Thursday, January 16, 2014

2/52: The Peek-a-Boo Skirt

I've toyed for a long time with the idea of a solid colored skirt with insets of fun fabrics.  Something I could wear to my day job without raising eyebrows, but would show some of the personality behind my business professional demeanor.  This was the test run for the Peek-a-Boo skirt.



I pulled a lovely black linen out of my stash for the main material.  I should say, a am absolutely in love with linen, especially for skirt material.  It has enough weight to keep a skirt where a skirt should be, and has a lovely drape and feel.  Obviously there are different weights of linen, but I find they are usually in the perfect range for skirts.
The contrast is white cotton printed with sheet music.  It took me a minute to figure out which way was up on the music, and I found myself orienting each piece based on the flat symbols.  I also had a pang of longing for my old piano, and resolved to start taking lessons again (she was an old upright grand my parents had fixed up, and she was beautiful!).

This is why photographing black fabric is a bad choice.



I wanted a more modern look to the skirt, so I decided on a waistband which sat down on the hips.  I'll do a tutorial on the slash and spread method I use at some point in the future.  I debated a while about making the skirt calf length or knee length, but with the chosen material I thought longer would look better.

I cut all the pieces, and started inserting the accent pieces between panels.  I wish I had taken better photos during this process, but digital sketches will have to suffice.  I was very careful on cutting everything to exactly the same size, because I knew I wasn't going to be pinning the pieces in.  I placed the accent triangle face down on the linen, and sewed from the bottom to a half inch short of the edge of the triangle (okay, it's a trapezoid, but I'm going to call it a triangle).

Next I flipped the triangle out, and lined up the next main panel face down.  I had to be very careful to make sure none of the inset material was caught in the stitch line for this piece.  I stitched from the waistband edge to the exact spot where the first line of stitching starts (I call it the pivot point).

Then I folded open the seam, and stitched from the same pivot point down the other side of the inset.  I held the bottom edge of the two materials under a little tension, so the stitching would come out even with the originally stitched side.  Otherwise the linen tried to stretch out when I sewed.

Maintaining a crisp pivot point gives the inset a perfect triangle top, and prevents bunching and gaps.  Overlapping the seams prevents the materials from laying smoothly, and any gaps in stitching become gaps in the seam.

A close up of my terribly trimmed threads.
I serged each side of the seam separately, to get the cleanest edge possible and prevent fraying during wash or wear.  You can see the top of the inset didn't get serged before it went in.

Then the process is begun again with a new inset and a new panel.  I chose four panels front and four panels back.  Each seam is pressed open, and one is left un-sewn for inserting the zipper later.
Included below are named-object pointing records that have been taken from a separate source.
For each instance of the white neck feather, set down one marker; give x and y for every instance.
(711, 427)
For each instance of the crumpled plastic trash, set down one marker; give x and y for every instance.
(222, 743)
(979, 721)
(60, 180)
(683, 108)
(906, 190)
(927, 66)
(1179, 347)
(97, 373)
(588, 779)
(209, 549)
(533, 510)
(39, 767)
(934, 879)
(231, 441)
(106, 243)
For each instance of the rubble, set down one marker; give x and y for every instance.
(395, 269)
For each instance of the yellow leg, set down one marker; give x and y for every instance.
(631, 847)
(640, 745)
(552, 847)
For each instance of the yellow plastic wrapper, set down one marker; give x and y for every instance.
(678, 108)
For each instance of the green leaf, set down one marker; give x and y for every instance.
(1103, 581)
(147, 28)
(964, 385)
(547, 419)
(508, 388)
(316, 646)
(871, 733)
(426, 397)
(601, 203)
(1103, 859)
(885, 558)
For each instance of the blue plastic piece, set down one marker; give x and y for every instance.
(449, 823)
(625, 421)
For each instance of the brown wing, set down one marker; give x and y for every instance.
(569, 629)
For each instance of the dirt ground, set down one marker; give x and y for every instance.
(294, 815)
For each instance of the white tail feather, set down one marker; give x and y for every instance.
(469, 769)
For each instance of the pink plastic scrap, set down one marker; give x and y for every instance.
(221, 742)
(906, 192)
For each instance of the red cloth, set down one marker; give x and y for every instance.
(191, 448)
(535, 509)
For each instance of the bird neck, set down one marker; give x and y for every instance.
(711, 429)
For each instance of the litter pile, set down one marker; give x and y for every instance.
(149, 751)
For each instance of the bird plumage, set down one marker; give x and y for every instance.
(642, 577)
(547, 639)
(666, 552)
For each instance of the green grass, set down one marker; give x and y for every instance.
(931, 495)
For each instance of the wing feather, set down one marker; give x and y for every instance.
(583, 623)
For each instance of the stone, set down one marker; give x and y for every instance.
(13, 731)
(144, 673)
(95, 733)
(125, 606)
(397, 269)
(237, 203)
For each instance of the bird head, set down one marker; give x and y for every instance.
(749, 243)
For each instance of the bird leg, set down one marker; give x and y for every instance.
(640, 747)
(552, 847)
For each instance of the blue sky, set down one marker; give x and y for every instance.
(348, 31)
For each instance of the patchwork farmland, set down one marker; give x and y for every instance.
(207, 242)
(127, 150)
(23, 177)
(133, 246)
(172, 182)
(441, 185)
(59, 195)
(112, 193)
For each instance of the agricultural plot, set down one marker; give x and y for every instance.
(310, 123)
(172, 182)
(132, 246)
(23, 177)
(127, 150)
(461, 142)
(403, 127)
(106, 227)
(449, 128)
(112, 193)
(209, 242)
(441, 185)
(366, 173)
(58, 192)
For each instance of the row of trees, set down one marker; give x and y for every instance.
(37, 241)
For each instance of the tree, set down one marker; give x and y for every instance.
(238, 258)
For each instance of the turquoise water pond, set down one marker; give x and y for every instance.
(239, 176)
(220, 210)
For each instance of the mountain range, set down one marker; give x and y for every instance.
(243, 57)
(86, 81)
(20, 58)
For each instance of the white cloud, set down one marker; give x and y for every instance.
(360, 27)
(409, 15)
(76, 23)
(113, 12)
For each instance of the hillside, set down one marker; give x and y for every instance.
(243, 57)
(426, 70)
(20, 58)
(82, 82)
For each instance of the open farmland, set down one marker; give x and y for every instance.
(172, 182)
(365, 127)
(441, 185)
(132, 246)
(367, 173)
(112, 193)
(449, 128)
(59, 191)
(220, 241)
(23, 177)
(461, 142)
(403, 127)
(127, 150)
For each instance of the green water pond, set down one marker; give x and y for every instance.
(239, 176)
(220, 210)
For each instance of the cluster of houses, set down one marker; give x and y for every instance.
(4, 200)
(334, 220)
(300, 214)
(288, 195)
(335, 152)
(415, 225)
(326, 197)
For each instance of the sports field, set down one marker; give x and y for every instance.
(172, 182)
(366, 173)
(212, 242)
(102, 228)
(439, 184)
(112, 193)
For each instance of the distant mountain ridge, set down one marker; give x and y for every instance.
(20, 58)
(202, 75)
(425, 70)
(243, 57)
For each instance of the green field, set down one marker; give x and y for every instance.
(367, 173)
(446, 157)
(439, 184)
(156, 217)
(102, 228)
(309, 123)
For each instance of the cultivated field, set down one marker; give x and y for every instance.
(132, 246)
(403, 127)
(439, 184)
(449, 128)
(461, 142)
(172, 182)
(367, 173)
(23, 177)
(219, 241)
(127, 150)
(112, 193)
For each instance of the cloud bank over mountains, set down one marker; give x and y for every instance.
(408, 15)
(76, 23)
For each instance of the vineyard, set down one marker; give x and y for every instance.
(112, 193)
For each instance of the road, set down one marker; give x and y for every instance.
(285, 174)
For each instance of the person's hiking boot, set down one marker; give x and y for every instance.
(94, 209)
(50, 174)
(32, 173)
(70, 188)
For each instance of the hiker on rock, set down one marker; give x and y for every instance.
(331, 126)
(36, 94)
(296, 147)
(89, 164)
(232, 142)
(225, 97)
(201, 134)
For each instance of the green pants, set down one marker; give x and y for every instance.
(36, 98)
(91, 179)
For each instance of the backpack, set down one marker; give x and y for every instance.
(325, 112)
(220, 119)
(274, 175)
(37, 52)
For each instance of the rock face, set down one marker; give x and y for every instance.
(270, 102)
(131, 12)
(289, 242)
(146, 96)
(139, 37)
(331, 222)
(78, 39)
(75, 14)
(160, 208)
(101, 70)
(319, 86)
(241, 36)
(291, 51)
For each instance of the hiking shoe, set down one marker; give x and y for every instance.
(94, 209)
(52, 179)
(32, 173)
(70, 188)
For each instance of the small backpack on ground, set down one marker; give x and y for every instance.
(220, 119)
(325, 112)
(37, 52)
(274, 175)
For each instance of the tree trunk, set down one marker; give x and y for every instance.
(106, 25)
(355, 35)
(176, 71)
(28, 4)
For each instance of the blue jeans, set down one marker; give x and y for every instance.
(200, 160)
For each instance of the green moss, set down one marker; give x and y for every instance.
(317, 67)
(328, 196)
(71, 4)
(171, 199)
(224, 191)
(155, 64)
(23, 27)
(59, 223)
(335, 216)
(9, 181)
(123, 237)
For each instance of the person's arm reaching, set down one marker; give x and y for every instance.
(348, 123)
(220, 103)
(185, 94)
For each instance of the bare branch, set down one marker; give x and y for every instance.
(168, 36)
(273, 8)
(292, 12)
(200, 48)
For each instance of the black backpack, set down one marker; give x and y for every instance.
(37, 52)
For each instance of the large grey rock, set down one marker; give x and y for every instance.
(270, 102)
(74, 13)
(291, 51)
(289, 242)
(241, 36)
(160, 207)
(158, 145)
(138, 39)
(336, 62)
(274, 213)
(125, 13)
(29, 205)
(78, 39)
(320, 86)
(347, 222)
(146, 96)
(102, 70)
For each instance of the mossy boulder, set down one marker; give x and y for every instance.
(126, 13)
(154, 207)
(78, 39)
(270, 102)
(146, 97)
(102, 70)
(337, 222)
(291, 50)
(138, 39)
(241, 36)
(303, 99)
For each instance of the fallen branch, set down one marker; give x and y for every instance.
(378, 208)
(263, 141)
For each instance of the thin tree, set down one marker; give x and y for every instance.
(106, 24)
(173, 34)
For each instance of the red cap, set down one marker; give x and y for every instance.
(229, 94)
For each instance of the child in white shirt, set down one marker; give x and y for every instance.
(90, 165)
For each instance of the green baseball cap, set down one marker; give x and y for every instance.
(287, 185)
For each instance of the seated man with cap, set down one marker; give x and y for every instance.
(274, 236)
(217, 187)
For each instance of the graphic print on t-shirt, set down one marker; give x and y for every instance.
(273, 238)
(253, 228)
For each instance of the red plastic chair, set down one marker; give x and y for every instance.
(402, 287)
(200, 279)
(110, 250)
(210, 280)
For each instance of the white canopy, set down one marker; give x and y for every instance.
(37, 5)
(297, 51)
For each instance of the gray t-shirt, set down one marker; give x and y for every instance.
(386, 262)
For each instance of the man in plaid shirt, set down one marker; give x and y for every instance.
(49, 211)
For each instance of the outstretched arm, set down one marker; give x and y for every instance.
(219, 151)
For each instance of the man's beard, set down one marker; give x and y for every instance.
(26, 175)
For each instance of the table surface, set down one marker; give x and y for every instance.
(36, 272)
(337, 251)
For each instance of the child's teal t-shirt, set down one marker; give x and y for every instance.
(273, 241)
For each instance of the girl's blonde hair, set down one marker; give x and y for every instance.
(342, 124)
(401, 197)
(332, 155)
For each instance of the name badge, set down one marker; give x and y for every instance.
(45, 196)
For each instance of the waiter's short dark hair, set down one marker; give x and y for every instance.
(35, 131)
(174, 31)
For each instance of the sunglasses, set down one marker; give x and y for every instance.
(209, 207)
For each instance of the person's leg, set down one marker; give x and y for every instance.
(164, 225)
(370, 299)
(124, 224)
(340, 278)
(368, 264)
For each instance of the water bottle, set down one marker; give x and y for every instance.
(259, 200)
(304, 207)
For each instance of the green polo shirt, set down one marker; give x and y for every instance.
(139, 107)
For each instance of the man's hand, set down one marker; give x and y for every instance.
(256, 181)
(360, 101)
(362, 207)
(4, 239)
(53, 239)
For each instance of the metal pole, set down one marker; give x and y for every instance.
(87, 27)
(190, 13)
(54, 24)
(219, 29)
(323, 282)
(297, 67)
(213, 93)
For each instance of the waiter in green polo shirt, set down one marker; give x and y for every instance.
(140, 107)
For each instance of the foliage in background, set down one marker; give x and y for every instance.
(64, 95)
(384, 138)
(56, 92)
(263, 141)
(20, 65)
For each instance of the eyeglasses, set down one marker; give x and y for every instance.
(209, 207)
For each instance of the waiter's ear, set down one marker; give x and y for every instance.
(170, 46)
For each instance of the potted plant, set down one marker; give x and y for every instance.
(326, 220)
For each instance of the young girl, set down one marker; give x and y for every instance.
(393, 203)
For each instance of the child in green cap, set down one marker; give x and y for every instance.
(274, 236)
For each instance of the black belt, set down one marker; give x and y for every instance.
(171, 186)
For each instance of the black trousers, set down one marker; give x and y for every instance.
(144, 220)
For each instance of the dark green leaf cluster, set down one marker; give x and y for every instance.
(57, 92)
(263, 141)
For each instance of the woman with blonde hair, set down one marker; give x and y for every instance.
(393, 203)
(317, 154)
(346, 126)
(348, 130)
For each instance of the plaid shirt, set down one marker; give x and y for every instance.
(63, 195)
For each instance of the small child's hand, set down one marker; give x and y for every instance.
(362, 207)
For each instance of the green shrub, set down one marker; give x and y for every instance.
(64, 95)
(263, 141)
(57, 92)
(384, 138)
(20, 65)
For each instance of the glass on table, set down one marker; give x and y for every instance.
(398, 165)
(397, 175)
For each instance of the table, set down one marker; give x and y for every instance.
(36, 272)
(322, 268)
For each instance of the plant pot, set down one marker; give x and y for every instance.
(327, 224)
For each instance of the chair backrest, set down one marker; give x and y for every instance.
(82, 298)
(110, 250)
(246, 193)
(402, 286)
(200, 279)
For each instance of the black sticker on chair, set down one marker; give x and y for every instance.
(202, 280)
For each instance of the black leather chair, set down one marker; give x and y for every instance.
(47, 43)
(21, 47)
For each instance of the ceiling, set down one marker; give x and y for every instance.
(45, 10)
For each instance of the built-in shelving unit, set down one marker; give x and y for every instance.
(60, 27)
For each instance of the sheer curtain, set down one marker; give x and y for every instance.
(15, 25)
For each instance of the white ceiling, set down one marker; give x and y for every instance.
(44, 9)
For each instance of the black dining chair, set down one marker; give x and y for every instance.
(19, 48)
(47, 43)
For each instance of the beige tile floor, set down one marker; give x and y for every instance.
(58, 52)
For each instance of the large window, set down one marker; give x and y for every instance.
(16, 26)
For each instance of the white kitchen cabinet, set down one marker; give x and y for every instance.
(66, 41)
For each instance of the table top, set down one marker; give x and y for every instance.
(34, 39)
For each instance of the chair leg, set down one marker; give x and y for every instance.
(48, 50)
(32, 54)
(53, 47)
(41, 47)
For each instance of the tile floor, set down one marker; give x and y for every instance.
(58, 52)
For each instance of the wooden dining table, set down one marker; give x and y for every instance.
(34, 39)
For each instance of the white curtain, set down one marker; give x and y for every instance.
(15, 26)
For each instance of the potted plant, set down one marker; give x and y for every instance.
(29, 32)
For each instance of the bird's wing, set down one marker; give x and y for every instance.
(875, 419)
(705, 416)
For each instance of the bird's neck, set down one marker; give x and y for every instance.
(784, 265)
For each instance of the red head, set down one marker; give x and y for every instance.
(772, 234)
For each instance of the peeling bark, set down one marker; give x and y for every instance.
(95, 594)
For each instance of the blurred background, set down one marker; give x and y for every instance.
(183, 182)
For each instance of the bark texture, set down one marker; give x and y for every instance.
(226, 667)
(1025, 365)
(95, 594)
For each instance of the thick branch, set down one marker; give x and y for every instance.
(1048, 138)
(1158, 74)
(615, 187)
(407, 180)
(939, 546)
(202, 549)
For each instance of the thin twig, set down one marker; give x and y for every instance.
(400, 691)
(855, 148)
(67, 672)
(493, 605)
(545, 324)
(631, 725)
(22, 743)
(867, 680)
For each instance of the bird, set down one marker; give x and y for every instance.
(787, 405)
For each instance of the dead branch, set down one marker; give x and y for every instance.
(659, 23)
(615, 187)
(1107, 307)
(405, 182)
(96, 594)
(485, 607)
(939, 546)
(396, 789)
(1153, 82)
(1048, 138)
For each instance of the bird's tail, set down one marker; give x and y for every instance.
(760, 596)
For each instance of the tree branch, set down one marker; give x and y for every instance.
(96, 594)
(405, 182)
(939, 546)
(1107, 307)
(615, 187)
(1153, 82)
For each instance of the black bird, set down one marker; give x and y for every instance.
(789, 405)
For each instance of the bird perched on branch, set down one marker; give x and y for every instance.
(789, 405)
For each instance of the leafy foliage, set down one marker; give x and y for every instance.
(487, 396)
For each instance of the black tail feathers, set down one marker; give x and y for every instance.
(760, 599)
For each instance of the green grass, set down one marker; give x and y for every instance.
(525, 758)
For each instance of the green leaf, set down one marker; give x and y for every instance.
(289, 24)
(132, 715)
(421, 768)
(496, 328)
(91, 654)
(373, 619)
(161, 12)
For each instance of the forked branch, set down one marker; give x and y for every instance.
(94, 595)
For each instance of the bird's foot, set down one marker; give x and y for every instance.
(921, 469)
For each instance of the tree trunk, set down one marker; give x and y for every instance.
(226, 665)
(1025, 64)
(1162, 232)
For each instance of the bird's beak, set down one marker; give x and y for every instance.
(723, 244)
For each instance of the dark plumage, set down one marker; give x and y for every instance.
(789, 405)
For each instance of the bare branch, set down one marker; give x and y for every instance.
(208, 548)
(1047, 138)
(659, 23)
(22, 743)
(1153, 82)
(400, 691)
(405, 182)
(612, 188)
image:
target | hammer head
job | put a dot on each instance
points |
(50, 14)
The waistband is two layers of linen with a sewn interfacing (I would have gone fusible, but didn't have any on hand).  I basted the interfacing onto one of the waistbands before attaching the two sides together.


To prevent the waistband lining from riding up, I under-stitched the full length.


I then basted the bottom of the waistband to prevent the lining from moving around before or during the stitching to the body of the skirt.  As I have said before, when sewing for myself I do not encase the waistband seam.  Rather, I leave it easily accessible, though serged, in case I fluctuate weight and want to alter the skirt later.



Next, install the zipper and give it a rolled hem.


Tada!  (Pardon, I didn't press the waist band seam, so it's a little noticeable.)

It's linen, so I expect some of the wrinkling.  It feels delightful to wear, so I've decided to not care if it needs pressing on occasion.

Here is a close up of the insets.  They all fall beautifully.


I wore the skirt to work yesterday, and adored it.  I'm not used to skirts that sit on my hips, rather than my waist, so I had a hard time choosing a top to go with it.  Maybe I'll make that a future 52 project.

All in all, I'm very happy with this one!